If you think “Zapier with more AI” then you’d get close to what Bardeen offers, but its product is a bit more sophisticated that what that may suggest. It’s very much built as a platform for the average person inside a business to perform repetitive tasks, rather than something built for IT departments, and a demonstration of Bardeen’s interface to TechCrunch showed how easy it was to automate complex workflows.
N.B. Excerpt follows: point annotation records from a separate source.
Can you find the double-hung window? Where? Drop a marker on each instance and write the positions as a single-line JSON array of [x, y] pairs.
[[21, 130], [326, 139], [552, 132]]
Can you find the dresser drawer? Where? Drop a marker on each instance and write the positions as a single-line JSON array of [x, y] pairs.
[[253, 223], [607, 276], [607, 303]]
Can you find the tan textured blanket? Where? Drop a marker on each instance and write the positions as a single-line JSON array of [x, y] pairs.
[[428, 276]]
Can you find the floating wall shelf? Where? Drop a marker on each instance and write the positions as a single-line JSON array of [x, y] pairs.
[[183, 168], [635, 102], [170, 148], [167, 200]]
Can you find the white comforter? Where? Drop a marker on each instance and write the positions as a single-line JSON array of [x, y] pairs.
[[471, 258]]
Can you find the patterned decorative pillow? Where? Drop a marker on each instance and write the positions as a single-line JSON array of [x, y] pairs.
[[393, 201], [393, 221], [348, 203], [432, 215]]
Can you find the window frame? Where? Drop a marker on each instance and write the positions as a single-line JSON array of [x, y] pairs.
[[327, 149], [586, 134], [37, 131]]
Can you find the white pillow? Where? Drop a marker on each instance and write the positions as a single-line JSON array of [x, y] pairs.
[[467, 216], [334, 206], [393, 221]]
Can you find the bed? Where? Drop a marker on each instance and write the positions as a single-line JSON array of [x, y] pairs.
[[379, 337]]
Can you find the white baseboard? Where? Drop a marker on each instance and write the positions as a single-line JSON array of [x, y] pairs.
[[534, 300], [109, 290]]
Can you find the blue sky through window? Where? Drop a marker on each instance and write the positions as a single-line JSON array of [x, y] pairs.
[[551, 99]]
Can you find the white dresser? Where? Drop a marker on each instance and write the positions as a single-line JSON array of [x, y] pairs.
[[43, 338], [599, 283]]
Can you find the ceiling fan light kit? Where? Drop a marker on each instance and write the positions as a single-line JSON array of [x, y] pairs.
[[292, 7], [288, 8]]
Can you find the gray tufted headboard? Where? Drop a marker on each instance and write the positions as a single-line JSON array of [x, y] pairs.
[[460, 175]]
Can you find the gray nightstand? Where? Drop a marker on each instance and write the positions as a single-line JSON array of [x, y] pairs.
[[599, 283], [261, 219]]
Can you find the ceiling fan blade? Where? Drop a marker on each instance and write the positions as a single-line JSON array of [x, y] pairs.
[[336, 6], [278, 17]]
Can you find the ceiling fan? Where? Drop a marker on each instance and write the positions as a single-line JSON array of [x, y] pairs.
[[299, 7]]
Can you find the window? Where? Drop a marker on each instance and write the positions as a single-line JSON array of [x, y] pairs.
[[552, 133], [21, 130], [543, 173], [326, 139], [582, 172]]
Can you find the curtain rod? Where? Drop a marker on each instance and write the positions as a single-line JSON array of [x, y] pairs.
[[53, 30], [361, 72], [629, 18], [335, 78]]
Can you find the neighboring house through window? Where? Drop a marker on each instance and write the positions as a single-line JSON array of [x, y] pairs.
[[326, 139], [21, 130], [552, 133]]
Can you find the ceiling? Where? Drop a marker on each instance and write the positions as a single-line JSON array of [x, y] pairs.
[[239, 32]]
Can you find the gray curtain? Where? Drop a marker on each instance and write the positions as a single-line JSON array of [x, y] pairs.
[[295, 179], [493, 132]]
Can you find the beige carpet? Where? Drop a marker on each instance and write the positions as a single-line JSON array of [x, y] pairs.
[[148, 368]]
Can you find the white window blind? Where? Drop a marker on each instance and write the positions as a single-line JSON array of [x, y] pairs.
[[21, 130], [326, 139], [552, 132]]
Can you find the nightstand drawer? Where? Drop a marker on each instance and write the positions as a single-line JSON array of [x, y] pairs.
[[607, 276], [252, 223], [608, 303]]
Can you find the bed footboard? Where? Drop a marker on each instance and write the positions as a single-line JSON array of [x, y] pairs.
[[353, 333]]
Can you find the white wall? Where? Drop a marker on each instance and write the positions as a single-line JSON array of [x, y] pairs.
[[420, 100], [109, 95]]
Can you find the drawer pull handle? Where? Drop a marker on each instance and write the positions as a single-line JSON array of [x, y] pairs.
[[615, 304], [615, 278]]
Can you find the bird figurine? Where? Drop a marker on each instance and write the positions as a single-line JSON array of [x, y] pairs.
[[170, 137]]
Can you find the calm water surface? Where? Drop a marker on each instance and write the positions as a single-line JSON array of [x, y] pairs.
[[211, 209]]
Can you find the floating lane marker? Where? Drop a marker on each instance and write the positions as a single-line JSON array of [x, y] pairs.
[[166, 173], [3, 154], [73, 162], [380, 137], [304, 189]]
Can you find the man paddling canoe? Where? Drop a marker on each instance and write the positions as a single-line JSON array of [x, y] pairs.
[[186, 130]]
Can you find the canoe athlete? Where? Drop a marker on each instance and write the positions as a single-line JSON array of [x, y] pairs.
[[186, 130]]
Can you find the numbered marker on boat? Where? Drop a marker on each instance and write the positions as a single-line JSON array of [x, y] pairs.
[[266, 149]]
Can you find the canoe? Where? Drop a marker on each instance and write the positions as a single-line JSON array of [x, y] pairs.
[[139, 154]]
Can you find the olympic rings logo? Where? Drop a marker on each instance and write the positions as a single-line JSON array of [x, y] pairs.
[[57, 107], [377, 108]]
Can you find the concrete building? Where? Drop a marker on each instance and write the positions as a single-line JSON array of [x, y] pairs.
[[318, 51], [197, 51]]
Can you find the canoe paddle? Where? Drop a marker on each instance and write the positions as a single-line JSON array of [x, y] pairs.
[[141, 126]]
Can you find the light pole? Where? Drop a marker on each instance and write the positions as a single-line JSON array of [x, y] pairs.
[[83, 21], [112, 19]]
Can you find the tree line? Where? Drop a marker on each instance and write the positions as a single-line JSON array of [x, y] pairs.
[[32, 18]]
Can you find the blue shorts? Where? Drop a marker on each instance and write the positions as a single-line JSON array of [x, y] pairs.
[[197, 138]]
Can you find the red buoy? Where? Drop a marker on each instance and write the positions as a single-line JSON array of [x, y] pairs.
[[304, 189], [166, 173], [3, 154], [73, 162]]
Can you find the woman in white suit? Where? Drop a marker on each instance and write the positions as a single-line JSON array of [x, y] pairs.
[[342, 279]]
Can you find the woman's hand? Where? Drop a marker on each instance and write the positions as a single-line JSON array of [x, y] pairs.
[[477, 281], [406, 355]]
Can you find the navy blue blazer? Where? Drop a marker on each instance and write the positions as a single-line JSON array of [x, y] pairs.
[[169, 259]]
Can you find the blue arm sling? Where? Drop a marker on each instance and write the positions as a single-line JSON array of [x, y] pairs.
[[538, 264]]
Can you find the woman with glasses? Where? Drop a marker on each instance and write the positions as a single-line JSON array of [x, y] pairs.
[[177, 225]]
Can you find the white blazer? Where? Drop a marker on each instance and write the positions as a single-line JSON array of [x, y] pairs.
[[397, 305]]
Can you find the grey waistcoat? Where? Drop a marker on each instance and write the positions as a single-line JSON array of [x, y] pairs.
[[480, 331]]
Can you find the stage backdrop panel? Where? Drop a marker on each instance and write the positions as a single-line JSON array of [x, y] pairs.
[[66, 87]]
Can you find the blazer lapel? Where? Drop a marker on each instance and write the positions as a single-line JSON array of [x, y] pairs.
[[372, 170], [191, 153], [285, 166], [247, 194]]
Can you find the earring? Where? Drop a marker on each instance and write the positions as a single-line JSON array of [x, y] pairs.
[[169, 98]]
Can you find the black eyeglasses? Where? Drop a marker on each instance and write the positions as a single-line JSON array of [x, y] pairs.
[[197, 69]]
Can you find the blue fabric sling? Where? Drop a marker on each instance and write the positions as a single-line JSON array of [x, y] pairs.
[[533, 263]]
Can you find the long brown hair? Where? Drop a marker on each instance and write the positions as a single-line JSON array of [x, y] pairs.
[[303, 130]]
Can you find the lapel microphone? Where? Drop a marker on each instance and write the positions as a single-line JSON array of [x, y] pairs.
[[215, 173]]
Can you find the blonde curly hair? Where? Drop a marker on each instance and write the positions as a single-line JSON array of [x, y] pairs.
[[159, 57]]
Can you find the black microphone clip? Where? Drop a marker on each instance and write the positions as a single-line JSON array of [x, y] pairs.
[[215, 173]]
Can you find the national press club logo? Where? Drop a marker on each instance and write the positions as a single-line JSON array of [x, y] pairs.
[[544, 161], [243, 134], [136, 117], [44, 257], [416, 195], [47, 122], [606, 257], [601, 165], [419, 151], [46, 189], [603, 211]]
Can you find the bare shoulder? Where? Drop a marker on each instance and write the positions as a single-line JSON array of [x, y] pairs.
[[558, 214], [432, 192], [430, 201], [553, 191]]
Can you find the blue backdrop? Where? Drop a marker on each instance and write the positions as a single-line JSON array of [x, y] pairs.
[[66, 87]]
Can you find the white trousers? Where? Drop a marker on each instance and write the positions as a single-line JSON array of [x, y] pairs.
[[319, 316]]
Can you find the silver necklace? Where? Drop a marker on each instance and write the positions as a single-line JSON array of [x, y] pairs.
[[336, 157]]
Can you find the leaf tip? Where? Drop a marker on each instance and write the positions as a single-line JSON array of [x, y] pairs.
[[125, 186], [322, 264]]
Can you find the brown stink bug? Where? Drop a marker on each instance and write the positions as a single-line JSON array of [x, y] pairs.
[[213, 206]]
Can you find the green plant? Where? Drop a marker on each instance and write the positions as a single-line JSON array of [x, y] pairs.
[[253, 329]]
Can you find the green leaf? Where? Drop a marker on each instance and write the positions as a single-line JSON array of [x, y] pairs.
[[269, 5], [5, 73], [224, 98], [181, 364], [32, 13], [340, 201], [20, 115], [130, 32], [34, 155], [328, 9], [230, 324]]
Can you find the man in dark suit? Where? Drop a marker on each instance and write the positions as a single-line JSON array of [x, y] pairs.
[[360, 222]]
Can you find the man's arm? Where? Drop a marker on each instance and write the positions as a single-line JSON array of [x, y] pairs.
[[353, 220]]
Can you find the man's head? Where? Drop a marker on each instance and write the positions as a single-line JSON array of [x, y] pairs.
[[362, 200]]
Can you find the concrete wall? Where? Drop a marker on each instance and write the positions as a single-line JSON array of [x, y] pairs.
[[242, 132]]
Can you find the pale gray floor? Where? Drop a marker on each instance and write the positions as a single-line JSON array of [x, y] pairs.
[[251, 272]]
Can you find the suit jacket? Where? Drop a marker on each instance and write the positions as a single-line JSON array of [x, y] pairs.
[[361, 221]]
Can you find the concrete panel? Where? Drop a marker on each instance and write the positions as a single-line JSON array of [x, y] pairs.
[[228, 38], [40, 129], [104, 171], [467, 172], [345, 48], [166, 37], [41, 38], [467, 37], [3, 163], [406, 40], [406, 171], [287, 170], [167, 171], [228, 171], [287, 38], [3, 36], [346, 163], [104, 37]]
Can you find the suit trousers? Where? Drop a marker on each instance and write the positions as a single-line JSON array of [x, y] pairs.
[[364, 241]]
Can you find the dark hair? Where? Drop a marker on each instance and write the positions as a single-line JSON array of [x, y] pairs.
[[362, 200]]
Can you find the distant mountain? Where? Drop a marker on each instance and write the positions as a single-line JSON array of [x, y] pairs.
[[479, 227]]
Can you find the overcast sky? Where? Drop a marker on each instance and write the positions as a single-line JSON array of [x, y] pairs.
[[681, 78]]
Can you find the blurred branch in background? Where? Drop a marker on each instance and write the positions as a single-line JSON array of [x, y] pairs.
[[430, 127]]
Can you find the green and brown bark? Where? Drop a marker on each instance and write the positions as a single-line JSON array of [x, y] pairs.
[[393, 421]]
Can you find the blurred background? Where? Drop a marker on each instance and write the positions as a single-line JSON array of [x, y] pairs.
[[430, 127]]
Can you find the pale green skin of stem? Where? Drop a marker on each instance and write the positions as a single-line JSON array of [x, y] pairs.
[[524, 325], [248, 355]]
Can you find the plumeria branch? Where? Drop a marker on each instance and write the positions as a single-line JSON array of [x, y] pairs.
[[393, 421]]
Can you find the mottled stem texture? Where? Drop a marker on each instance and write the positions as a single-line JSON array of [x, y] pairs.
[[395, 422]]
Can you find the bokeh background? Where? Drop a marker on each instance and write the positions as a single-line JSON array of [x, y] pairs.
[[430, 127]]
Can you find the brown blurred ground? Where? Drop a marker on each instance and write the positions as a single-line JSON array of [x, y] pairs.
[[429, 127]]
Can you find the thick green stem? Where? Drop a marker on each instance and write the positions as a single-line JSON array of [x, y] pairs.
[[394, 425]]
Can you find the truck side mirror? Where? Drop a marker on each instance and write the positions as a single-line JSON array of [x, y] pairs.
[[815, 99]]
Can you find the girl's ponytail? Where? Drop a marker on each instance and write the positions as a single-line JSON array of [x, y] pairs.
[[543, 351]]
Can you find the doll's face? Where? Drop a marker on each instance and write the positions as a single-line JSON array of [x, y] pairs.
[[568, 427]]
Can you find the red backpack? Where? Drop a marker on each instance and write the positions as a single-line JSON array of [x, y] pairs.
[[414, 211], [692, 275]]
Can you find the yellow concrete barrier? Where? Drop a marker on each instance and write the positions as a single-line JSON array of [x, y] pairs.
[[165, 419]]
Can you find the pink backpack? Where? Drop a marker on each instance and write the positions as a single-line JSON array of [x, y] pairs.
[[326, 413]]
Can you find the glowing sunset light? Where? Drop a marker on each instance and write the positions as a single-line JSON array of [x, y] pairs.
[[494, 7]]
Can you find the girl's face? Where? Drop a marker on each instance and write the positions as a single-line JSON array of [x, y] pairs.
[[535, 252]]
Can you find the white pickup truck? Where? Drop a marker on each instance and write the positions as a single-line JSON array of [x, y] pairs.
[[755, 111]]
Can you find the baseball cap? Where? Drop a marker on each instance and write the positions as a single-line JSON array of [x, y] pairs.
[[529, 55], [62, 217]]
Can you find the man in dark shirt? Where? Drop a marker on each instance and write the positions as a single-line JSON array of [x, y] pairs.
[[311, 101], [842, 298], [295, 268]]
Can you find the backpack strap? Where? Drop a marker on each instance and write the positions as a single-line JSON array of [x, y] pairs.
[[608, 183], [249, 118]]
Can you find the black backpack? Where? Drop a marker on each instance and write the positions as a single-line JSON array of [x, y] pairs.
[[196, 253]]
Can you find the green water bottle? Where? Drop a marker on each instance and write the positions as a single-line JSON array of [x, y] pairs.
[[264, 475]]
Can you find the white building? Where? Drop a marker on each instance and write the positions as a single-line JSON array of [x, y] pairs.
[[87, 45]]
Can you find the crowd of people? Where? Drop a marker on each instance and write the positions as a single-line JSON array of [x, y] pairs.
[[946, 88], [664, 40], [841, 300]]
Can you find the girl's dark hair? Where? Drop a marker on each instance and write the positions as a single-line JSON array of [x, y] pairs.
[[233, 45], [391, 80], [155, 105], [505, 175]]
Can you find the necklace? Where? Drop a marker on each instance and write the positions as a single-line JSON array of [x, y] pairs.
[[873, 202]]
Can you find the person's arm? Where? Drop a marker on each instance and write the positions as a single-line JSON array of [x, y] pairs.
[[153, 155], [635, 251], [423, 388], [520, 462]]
The platform seems capable of quite a lot: It can copy-paste text from one document to another, research related information on the web, and put all that info into an email and send it. The startup says it has more than 300,000 users and over 1,000 paying customers, including Deel, Miro, Kearney, WPP and 10Web.

Founded in 2020 by Artem Harutyunyan and Pascal Weinberger, Bardeen’s agent platform runs as a browser extension and is context-aware, so that the agents can conduct a “planning” step after receiving instructions from the user — which, Bardeen says, helps with repeatability. It also says its assistant continually learns from usage patterns.

It also integrates with 100 tools like Microsoft 365, CRMs and sales platforms.

That repeatability feature is important because getting an AI platform to give you the same answer twice is not easy. The lack of that predictability in a business setting will kill any product stone dead.

As CEO Pascal Weinberger told TechCrunch: “The problem with other AI solutions is that they just couldn’t achieve repeatability. You would give it the same task to repeat and it would do two different things. It’s, by nature, how these language models work, but makes it pretty hard to use for real business applications.”

So what is Bardeen’s approach?

“You input your prompt, such as take the meeting notes, turn it into a PDF, extract email addresses and send the PDF to each person, for instance,” said Weinberger.

“The platform runs it through a language model, and this is where the differentiation begins. It has a planning stage. So the model figures out that it has to go to the calendar and extract the calendar event, extract the email addresses, create a PDF, etc. It can do that, and then I can just type, ‘Also send a PDF to Pascal on Slack,’ for example,” he added.

Once the model has figured out a plan, it will stick to it: “So the next time I ask it to do the same thing, [the process] has become a learned skill in the same way you would teach an assistant or junior. So I can do the whole thing purely by writing in natural language. Everyone can build automation like this.”

Of course, as usual, the question is, what LLMs does the platform utilize?

Weinberger says they use Gemini to translate questions and OpenAI GPT models for “specific automation exercises.” He added, “But every week, there’s a new model that comes out and we have a benchmark to see which tasks a model is better at.”

While incumbents like Zapier, UiPath and others are racing to keep up, it looks like Bardeen is poised to leap ahead, at least for now.